My comments inline, below:
On May 10, 2008, at 2:56 AM, Michael Baessler wrote:
Hi Michael,
thanks for the detailed comparison. ConceptMapper seems to be very
interesting
but I have some additional questions. Please see my comments below:
Michael Tanenblatt wrote:
OK, good question. I have never used the project that is in the
sandbox
as ConceptMapper has been in development and production for a long
time,
so my comparisons are based solely on what I gleaned from the
documentation. From this cursory knowledge of the DictionaryAnnotator
that is already in the sandbox, I think that ConceptMapper provides
significantly more functionality and customizability, while seemingly
providing all of the functionality of the current
DictionaryAnnotator.
Here is a comparison, with the caveats claimed earlier regarding my
level of familiarity with the current DictionaryAnnotator:
Both annotators allow for the use of the same tokenizer in dictionary
tokenization as is used in the processing pipeline, though in
slightly
different ways (descriptor vs. Pear file). ConceptMapper has no
default
tokenizer, though there is a simple one included in the package.
I think having a default tokenizer is important for the "ease of
use" of the
dictionary component. If users just want to use a simple list of
words(multi words) for processing,
they don't want to setup a separate tokenizer to create the
dictionary. Can explain
more detailed what a user have to do to tokenize the content.
I am not sure I agree with you on this point. Since the default setup
for ConceptMapper is to tokenize the dictionary at load time, which is
when the processing pipeline is set up, and since there will need to
be a tokenizer in the pipeline for processing the the input text, I
think that it is perfectly reasonable to require the specification of
a tokenizer in the ConceptMapper AE descriptor for use as the
tokenizer for the dictionary. This enforces the point that the same
tokenizer be used for tokenizing the dictionary as the input data,
which is actually something that I believe to be more than reasonable.
In fact, I think it *should* be a requirement, otherwise entries that
are in the dictionary might not be found, due to a tokenization
mismatch.
To simplify setup for naïve users, as I said, there is a simple
tokenizer annotator included in the ConceptMapper package, and that
could be used for both the dictionary and text processing.
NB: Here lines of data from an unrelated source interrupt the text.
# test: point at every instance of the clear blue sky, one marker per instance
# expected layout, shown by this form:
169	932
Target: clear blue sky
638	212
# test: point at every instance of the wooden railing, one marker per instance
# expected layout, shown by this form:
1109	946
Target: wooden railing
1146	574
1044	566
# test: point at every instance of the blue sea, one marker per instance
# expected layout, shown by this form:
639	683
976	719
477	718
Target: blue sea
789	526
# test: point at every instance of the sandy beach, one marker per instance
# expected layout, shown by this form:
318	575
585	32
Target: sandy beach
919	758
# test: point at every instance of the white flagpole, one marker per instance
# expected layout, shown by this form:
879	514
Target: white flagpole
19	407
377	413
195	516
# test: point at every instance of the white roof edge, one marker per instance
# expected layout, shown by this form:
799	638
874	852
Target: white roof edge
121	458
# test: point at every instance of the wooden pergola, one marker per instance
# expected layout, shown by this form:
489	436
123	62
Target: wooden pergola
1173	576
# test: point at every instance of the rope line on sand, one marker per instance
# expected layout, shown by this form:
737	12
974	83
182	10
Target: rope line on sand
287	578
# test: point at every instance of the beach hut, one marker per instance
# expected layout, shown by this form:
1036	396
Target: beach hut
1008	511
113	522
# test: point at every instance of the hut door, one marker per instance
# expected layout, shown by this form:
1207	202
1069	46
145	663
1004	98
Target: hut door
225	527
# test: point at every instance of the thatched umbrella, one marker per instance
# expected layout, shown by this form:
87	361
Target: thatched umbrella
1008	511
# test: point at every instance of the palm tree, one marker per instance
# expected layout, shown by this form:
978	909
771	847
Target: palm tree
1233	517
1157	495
It breaks
on whitespace, plus any other character specified in a parameter.
One clear difference is that there is no dictionary creator for
ConceptMapper; instead, you must build the XML file by hand. This is
due, in part, to the fact that dictionary entries can have arbitrary
attributes associated with them. This leads to what I think is a
serious
advantage of ConceptMapper: these attributes associated with
dictionary
entries can be copied to the annotations that are created in
response to
a successful lookup. This is very useful for attaching a code from
some
coding scheme (e.g., from a medical lexicon or ontology) or a
reference
to a document in which the term was originally extracted, or any
number
of other features. There is no limit to the number of attributes
attached to the dictionary entries, and the mapping from them to the
resultant annotations is configurable in the AE descriptor.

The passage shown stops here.